Letatin in a Cage

 

Letatin in a Cage, 2002, wood, metal, leather, 250 x 500 x 700 cm


 

6. s†l _R5A3257 web

 

A proposal for the merger of the Letatlin and Tleskač’s flying bicycle. Both of these projects have much in common. For example, the reason for their creation was to escape from the totalitarian lack of freedom by one’s own forces. The combination of the perfectly engineered glider Letatlin with the mechanics of a flying bicycle will increase the efficiency of flight.

The author of the Letatlin, Vladimir Tatlin, was a Soviet painter, sculptor, architect, stage designer and industrial designer, one of the founders of Constructivism. The Letatlin is a glider, the construction of which Tatlin developed from 1929 to 1932. He was probably inspired by flying machines of Leonardo da Vinci. Tatlin had the ambition to create a device on which a man could fly by his own forces, i.e., without the help of an engine.

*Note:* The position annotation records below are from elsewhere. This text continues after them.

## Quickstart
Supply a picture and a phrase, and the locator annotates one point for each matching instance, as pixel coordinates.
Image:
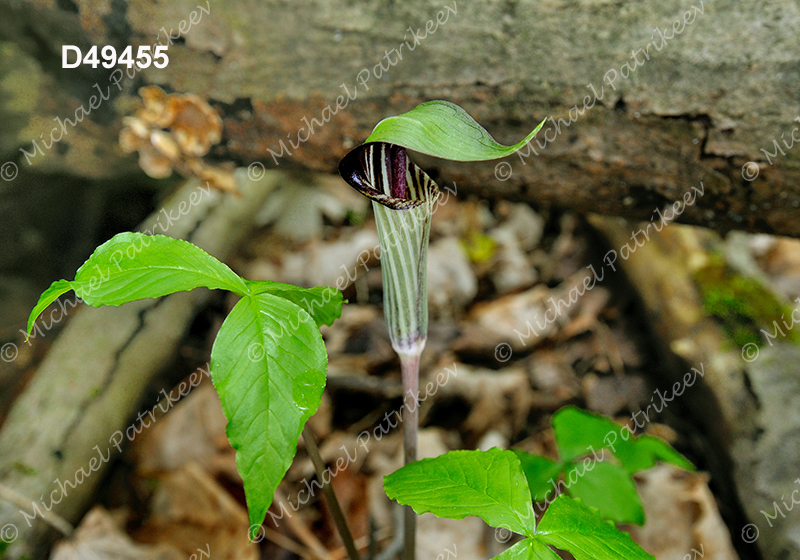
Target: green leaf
(132, 266)
(51, 294)
(270, 381)
(323, 303)
(445, 130)
(579, 433)
(646, 450)
(541, 474)
(608, 488)
(569, 525)
(529, 549)
(486, 484)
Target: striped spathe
(403, 198)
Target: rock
(331, 263)
(452, 284)
(511, 270)
(522, 223)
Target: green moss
(741, 304)
(479, 247)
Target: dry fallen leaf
(99, 537)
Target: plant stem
(330, 495)
(410, 368)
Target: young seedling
(268, 362)
(403, 199)
(598, 460)
(491, 485)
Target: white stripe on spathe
(404, 225)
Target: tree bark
(645, 102)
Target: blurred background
(656, 112)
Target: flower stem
(410, 369)
(330, 495)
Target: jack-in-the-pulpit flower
(403, 201)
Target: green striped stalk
(403, 200)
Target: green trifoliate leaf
(56, 290)
(646, 450)
(541, 473)
(579, 433)
(132, 266)
(459, 484)
(270, 381)
(445, 130)
(529, 549)
(569, 525)
(323, 303)
(608, 488)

He strived for liberation of man in harmony with nature. His achievement was later seen as an attempt to liberate Russian man from the Stalinist grip. The idea of Jan Tleskač’s flying bicycle probably came from Jaroslav Foglar, writer of literature for young people. Jan Tleskač is a fictional character from his book “The Mystery of the Conundrum”. Tleskač was found as an orphan sitting in the street. He was holding a mechanical puzzle “Hedgehog in the Cage”. Inside the body of the Hedgehog there was a hidden plan of a flying bicycle. Tleskač died on Saturday, 21 October 1913, from a fall from the bell tower of St. James’s Church in St.nadla (Shadow District). Foglar published the book “The Mystery of the Conundrum” in 1940.

The flying bicycle was a means for Tleskač to break free from the anxious grip of the Shadow District and a hope to escape the fascist threat for Foglar. I present a theory that the original author of the bicycle was Leonardo da Vinci, and that the Hedgehog in the Cage was inspired by his conundrum as well. This archaic puzzle originally consisted of a folding cross inserted into a small frame reminiscent of a rectangular ring. It was an inspiration for the first known model of the puzzle “Hedgehog in the Cage”, patented by the American inventor Clarence A. Worrall in 1896.